This document describes the idea behind the test for the module 1 of the Software and Computing course, and the module 2 for the Applied Physics branch of the same course.
The project must be executable on a different machine from the one you have developed it into. Limitations can be put on the operative system and platform version required, but if so they must be explicitely specified.
Please start discussing your exam project before starting to work on it. Discussing it early will avoid wasting effort and time for something that is not appropriate for the exam!
possible projects:
The goal of the exam IS NOT to assess if you can write a very complicated simulation.
The goal is to show that you are able to write a software that can be used by other researcher and that it can pass the "bus test": if tomorrow you are unable to work on this project, would other people be able to keep it alive?
To fullfill this goal, it is not useful to perform virtuosisms of computational skills. The project does not have to be complicated. It has to be reliable and understandable by others.
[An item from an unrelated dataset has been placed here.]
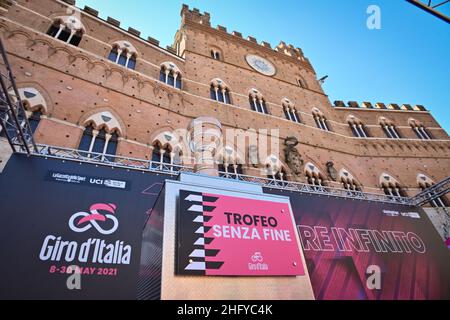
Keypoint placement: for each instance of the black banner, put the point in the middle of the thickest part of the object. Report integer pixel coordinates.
(363, 250)
(56, 215)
This other person should not be burdained of effort to understand your code.
"Go and read the source code" it's not a reasonable answer.
"Go and edit the source code" to use it is even less so.
They should be able to install your code, run it and replicate your results.
consider giving the software a command line interface that can be run with some parameters, rather than having to explicitely run a bunch of scripts in a non explicit sequence.
Documentation should be written in English, with proper sentences and coherent structure. The whole documentation should be accessible from the landing page of the repository, either in the readme or using hypertextual links: the user should not be left guessing on where to find it.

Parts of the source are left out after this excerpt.